Residual Learning for Salient Object Detection

IEEE Trans Image Process. 2020 Feb 28. doi: 10.1109/TIP.2020.2975919. Online ahead of print.

Abstract

Recent deep learning based salient object detection methods improve the performance by introducing multi-scale strategies into fully convolutional neural networks (FCNs). The final result is obtained by integrating all the predictions at each scale. However, the existing multi-scale based methods suffer from several problems: 1) it is difficult to directly learn discriminative features and filters to regress high-resolution saliency masks for each scale; 2) rescaling the multi-scale features could pull in many redundant and inaccurate values, and this weakens the representational ability of the network.

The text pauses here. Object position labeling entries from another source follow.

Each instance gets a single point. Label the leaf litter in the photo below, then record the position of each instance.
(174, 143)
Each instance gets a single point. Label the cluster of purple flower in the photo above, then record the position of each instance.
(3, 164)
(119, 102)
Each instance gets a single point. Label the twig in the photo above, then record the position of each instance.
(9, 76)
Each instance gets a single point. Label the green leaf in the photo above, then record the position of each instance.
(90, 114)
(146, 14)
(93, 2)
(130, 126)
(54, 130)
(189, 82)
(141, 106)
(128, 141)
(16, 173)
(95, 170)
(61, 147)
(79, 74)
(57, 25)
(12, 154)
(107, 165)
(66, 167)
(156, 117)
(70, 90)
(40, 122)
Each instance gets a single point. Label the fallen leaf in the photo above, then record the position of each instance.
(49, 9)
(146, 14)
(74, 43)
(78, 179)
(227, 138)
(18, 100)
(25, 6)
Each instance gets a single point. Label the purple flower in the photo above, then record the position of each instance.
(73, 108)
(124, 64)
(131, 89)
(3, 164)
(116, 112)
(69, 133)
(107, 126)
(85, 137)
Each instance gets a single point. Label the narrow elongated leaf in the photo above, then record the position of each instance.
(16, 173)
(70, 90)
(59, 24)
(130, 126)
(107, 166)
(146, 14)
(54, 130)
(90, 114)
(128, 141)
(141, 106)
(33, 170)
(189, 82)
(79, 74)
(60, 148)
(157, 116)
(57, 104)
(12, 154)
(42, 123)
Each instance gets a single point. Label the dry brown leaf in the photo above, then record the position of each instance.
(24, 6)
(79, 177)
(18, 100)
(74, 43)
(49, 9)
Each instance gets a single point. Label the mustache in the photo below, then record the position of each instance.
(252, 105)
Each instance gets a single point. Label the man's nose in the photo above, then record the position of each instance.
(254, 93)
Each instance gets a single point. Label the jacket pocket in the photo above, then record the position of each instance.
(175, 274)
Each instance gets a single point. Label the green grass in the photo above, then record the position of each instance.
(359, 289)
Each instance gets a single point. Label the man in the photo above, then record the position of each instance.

In this paper, we propose a residual learning strategy and introduce to gradually refine the coarse prediction scale-by-scale. Concretely, instead of directly predicting the finest-resolution result at each scale, we learn to predict residuals to remedy the errors between coarse saliency map and scale-matching ground truth masks. We employ a Dilated Convolutional Pyramid Pooling (DCPP) module to generate the coarse prediction and guide the the residual learning process through several novel Attentional Residual Modules (ARMs). We name our network as Residual Refinement Network (R2Net). We demonstrate the effectiveness of the proposed method against other state-of-the-art algorithms on five released benchmark datasets. Our R2Net is a fully convolutional network which does not need any post-processing and achieves a real-time speed of 33 FPS when it is run on one GPU.